İşe aldıkları bu insanlar genellikle ölülerin seslerini duyduklarını rapor etmeyen insanlardı. Genel olarak, Spiritüalistlerin %44.6’sı her gün sesler duyduklarını ve %79’u bu seslerin günlük yaşamlarının bir parçası olduğunu söyledi. Ve çoğu, kafalarının içindeki sesleri duyduğunu bildirirken, %31.7’si de seslerin dışarıdan geldiğini bildirdi.
Anketin sonuçları çarpıcıydı
Genel nüfusla karşılaştırıldığında Spiritualistlerin paranormal olaylara çok daha yüksek bir inanç bildirdiği ortaya çıktı. Başkalarının onlar hakkında ne düşündüğünü umursama olasılıkları daha düşüktü. Genel olarak Spiritualistler, ilk işitsel deneyimlerini genç yaşta, ortalama 21 yaşında yaşıyorlar ve bu yaşta yüksek düzeyde ‘düşüncelere dalma’ eylemini gerçekleştiriyorlar.
Bu terim, zihinsel faaliyetlere veya değişen durumlara tamamen kendini kaptırmayı ve bireyin etrafındaki dünyayı ayarlamada ne kadar etkili olduğunu açıklayan bir terimdir.
Ayrıca Spiritüalistler, halüsinasyon benzeri deneyimlere daha yatkın olduklarını bildirdiler. Araştırmacılar, deneyimlerinden önce genellikle Spiritüalizmi duymadıklarını belirttiler. Daha çok cevap ararken karşılaşmışlardı.
Genelde yüksek düzeyde olan bu düşüncelerde kaybolma eylemi, paranormal inanışla da güçlü bir şekilde ilişkiliydi. Ancak işitsel halüsinasyonlara duyarlılık çok azdı veya hiç yoktu.

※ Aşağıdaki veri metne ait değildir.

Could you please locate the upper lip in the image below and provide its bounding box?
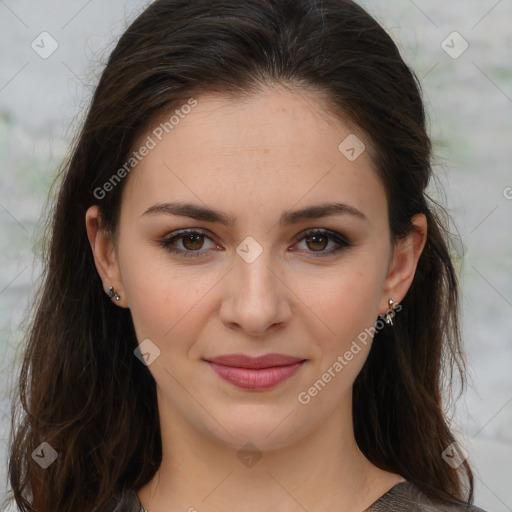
[206,354,304,368]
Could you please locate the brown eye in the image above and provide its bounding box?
[297,229,353,257]
[159,229,218,256]
[182,233,204,251]
[304,235,328,251]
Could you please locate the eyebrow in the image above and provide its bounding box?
[141,202,369,227]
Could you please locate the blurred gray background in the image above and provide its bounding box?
[0,0,512,512]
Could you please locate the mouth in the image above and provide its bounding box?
[205,354,306,390]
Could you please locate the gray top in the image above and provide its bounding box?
[106,482,485,512]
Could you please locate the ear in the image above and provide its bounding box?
[85,205,128,308]
[379,213,428,315]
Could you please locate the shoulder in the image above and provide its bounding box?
[365,482,485,512]
[102,489,144,512]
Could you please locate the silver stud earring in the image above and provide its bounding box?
[386,299,395,325]
[108,286,121,300]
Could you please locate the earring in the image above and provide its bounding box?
[386,299,395,325]
[108,286,121,300]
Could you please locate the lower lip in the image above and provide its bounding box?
[208,361,304,390]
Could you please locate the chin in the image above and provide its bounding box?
[198,406,306,452]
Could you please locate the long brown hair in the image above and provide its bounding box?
[5,0,473,512]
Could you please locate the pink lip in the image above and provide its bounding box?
[207,354,305,390]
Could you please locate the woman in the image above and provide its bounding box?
[5,0,488,512]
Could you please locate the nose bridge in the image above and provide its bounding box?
[221,237,290,335]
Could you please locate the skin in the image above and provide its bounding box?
[86,87,427,512]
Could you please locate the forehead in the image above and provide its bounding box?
[123,89,385,224]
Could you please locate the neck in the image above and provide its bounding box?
[138,390,403,512]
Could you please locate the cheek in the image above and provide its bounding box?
[304,257,382,346]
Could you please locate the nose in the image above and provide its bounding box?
[220,250,293,337]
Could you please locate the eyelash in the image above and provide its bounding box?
[158,228,353,258]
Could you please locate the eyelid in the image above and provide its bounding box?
[159,228,354,257]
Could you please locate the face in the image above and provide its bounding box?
[87,89,420,449]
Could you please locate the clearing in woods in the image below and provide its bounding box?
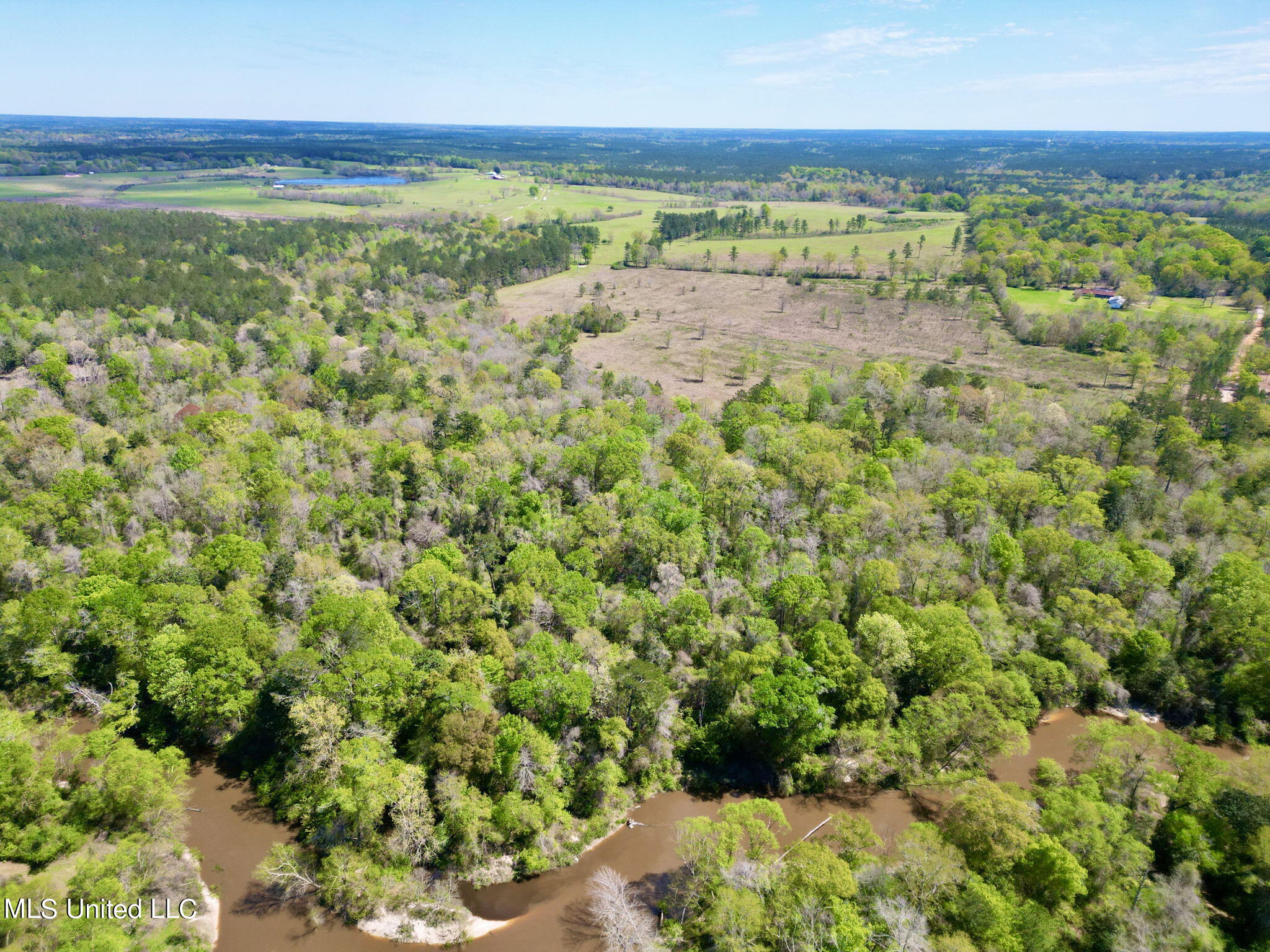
[663,209,965,278]
[499,269,1104,406]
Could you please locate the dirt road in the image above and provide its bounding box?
[1218,307,1266,403]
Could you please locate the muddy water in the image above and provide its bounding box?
[464,791,920,952]
[189,710,1231,952]
[185,764,394,952]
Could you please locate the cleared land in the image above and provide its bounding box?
[664,210,965,276]
[1010,288,1248,321]
[499,268,1103,406]
[0,167,962,270]
[0,167,688,255]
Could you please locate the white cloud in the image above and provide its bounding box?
[965,38,1270,94]
[728,25,974,66]
[750,69,851,89]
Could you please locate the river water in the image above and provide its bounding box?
[188,710,1232,952]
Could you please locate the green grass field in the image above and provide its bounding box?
[0,167,964,270]
[1010,288,1248,321]
[665,216,962,274]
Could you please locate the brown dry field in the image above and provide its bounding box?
[499,267,1101,406]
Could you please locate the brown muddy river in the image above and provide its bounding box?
[188,710,1239,952]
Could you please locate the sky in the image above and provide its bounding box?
[0,0,1270,132]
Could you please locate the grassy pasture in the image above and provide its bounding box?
[665,219,964,283]
[1010,288,1248,321]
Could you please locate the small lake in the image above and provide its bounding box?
[278,175,405,185]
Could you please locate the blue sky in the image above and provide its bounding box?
[0,0,1270,131]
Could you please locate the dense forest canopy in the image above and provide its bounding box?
[0,117,1270,952]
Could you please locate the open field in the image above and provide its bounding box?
[1008,288,1248,321]
[0,167,964,270]
[664,219,964,283]
[499,269,1103,406]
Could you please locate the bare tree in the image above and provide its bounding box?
[874,896,931,952]
[255,843,318,900]
[587,866,660,952]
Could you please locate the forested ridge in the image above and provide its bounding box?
[0,192,1270,952]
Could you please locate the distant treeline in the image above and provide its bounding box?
[10,117,1270,183]
[255,188,401,206]
[653,205,869,241]
[0,203,587,325]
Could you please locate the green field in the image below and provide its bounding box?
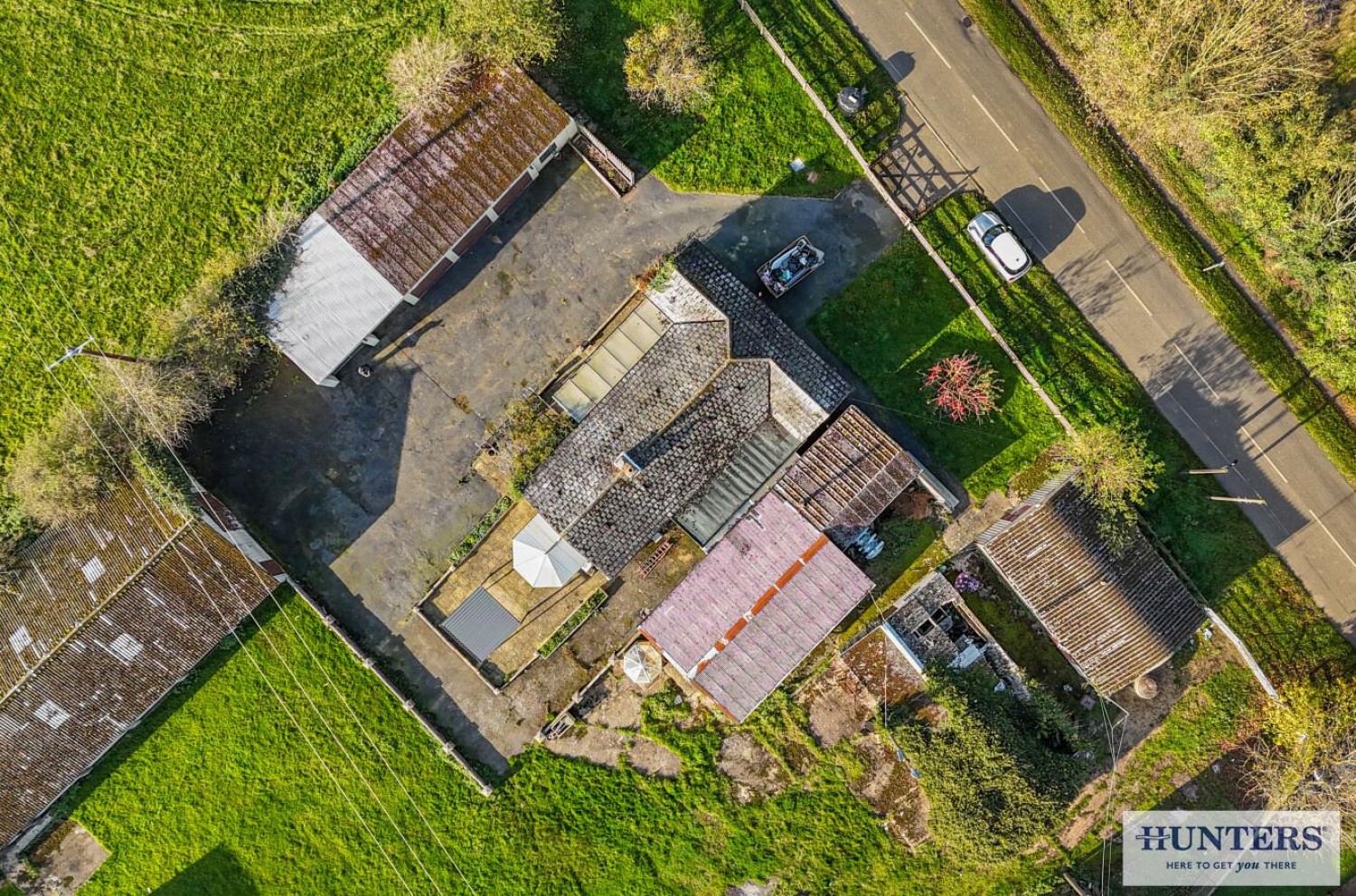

Ve her iki grupta da, paranormal inanış düzeylerinde ve görsel halüsinasyonlara yatkınlık arasında hiçbir farklılık yoktu.

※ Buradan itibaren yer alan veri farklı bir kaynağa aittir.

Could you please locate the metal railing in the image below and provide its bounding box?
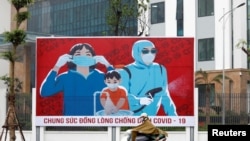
[13,93,250,131]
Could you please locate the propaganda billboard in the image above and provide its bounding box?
[36,37,194,126]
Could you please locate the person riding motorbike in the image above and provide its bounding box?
[131,113,168,141]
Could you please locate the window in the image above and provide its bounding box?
[176,0,183,36]
[198,0,214,17]
[196,84,215,107]
[151,2,165,24]
[198,38,214,61]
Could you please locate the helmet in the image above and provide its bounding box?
[141,113,148,117]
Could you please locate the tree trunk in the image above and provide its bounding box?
[7,94,16,141]
[206,92,210,125]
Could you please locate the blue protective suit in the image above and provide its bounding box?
[40,68,112,116]
[119,40,177,116]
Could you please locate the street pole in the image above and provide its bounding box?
[219,3,245,125]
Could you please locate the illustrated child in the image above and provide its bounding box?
[100,70,129,115]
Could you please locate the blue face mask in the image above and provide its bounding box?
[72,56,96,67]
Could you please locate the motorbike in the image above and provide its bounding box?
[121,129,167,141]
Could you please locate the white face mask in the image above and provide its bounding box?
[142,53,155,65]
[106,83,119,89]
[73,56,96,67]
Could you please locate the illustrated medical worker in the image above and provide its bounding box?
[100,70,129,115]
[118,40,177,116]
[40,43,113,116]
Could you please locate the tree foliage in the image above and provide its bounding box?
[1,0,33,141]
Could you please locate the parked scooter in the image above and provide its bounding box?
[121,113,168,141]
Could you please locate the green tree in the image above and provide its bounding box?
[1,0,33,141]
[195,69,231,124]
[106,0,149,36]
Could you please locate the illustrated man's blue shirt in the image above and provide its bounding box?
[41,69,106,115]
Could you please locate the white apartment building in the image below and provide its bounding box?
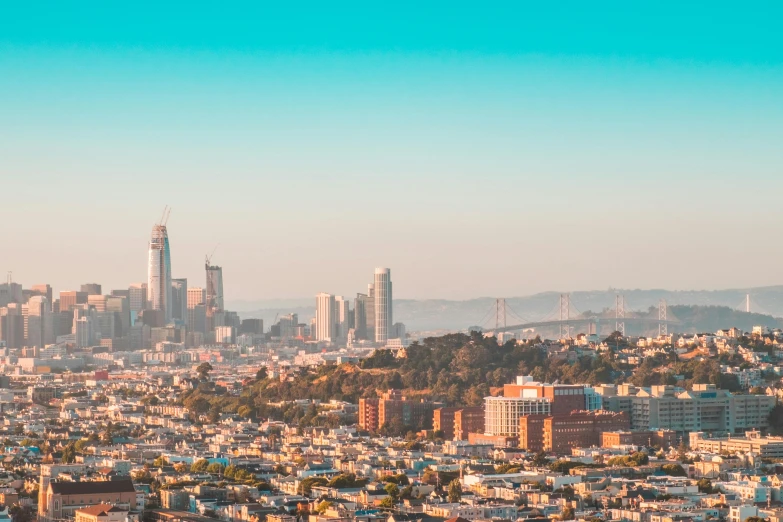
[484,397,552,436]
[630,384,776,434]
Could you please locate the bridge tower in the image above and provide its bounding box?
[658,299,669,336]
[614,294,625,337]
[495,299,506,331]
[560,294,571,339]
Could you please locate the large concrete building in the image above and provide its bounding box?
[315,292,337,342]
[484,397,552,437]
[690,431,783,459]
[359,390,434,432]
[503,376,593,414]
[601,384,776,434]
[38,479,136,520]
[373,268,394,344]
[519,411,630,455]
[147,220,171,324]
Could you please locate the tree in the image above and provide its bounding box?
[661,464,688,477]
[449,479,462,503]
[62,442,76,464]
[532,451,549,468]
[380,497,395,509]
[768,404,783,435]
[207,462,223,475]
[190,459,209,473]
[196,362,213,381]
[315,500,334,515]
[296,477,326,497]
[383,482,400,502]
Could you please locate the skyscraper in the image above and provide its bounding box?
[373,268,394,344]
[315,292,337,342]
[171,279,188,324]
[82,283,103,295]
[188,286,207,308]
[204,261,223,331]
[147,221,171,324]
[27,295,54,348]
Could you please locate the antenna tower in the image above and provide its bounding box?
[614,294,625,337]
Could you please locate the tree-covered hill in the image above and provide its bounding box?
[176,333,741,422]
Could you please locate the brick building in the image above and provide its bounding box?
[38,479,136,519]
[359,390,434,432]
[601,430,677,448]
[432,408,459,440]
[432,407,484,440]
[454,406,484,440]
[519,410,630,454]
[74,504,138,522]
[503,376,585,415]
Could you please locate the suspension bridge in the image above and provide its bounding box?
[478,294,680,338]
[477,288,765,339]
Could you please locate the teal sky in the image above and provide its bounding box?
[0,2,783,302]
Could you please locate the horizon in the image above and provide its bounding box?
[0,2,783,301]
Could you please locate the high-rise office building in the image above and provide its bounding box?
[0,303,24,348]
[353,285,375,341]
[87,294,109,312]
[188,286,207,308]
[106,295,131,337]
[315,292,337,342]
[82,283,103,295]
[171,279,188,324]
[60,290,87,312]
[30,285,54,308]
[26,295,54,348]
[188,303,207,335]
[373,268,394,344]
[129,283,147,314]
[147,220,171,318]
[204,263,223,331]
[0,277,24,306]
[334,295,353,340]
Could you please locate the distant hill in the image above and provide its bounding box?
[229,286,783,333]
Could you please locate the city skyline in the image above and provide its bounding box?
[0,2,783,300]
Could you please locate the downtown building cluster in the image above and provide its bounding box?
[0,314,783,522]
[0,214,242,354]
[311,268,406,348]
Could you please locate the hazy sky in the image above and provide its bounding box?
[0,1,783,302]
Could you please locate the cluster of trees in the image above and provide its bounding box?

Araştırmacılar, ölülerin seslerini duymanın mahalle baskısı, olumlu bir sosyal bağlam veya önerilliğin bir sonucu olma olasılığının düşük olduğunu öne sürüyor. Buna da paranormal inanışlar sebep gösteriliyor. Bunun yerine, bu bireyler Spiritüalizmi benimserler çünkü yaşadıklarıyla uyumludur. Onlar için anlamlıdır. Powell, “Bulgularımız ‘öğrenme ve özlem’ hakkında çok şey söylüyor.
Katılımcılarımız için, Spiritüalizmin ilkeleri hem onların olağanüstü çocukluk deneyimlerini hem de pratik yaparken deneyimledikleri sık işitsel fenomenleri anlamlandırıyor gibi görünüyor” dedi. Ve devam etti: “Ancak tüm bu deneyimler, yeterince çabalarsa ölülerle temasa geçme olasılığına inanmaktan çok, belirli eğilimlere veya erkenden gelen yeteneklere sahip olmanın sonucu olabilir.”

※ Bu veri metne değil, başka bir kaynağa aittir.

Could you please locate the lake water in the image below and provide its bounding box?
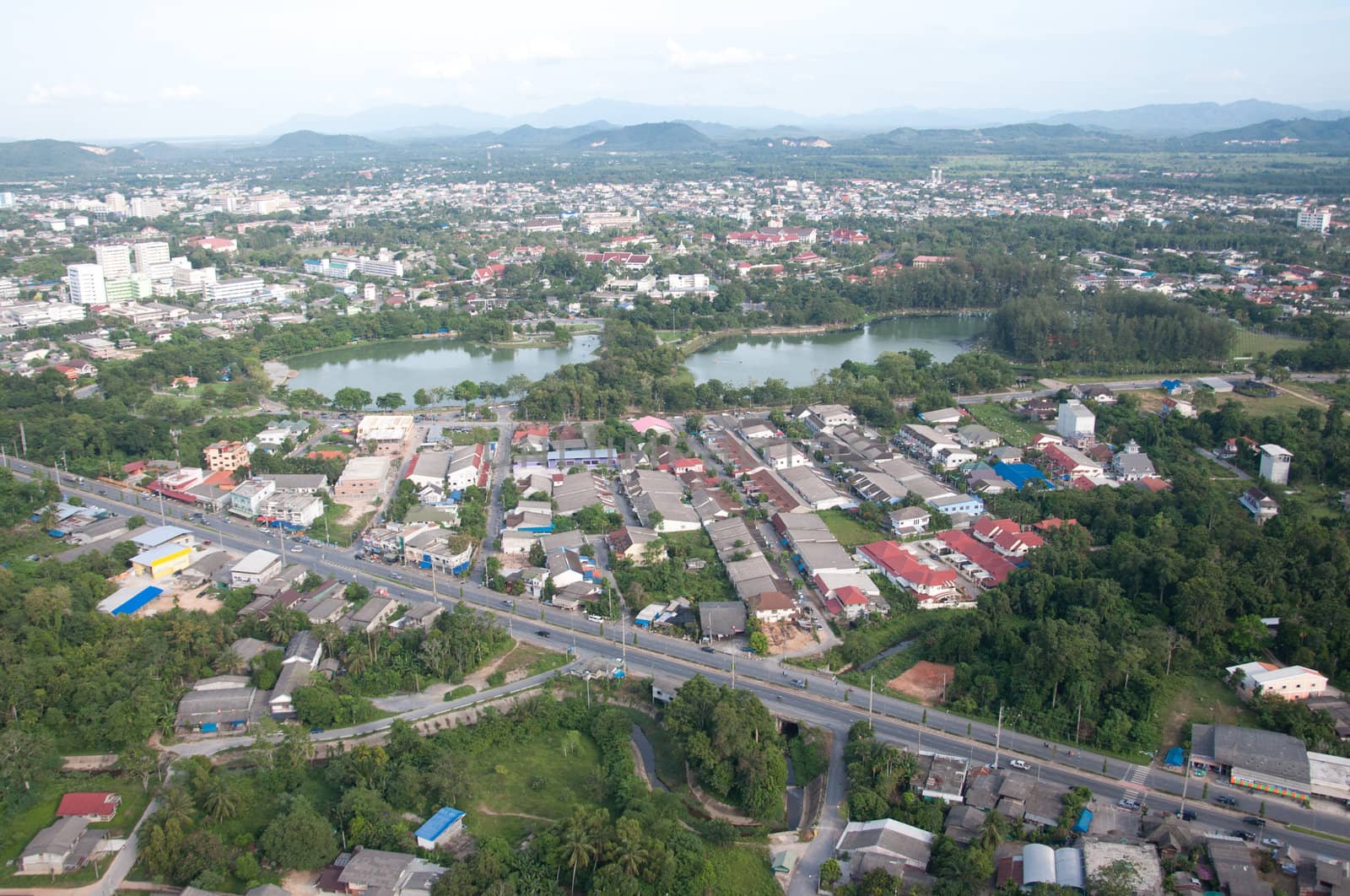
[684,316,987,386]
[288,316,986,399]
[286,336,599,401]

Araştırmacılar, gelecekteki araştırmaların kişinin kulağına fısıldayan hayaletlerle ilgili haz, inanç ve tuhaf, ruhani deneyimler arasındaki ilişkiyi daha iyi anlamak için çeşitli kültürel bağlamları keşfetmeleri gerektiği sonucuna vardılar.
Araştırma; Mental Health, Religion and Culture dergisinde yayınlandı.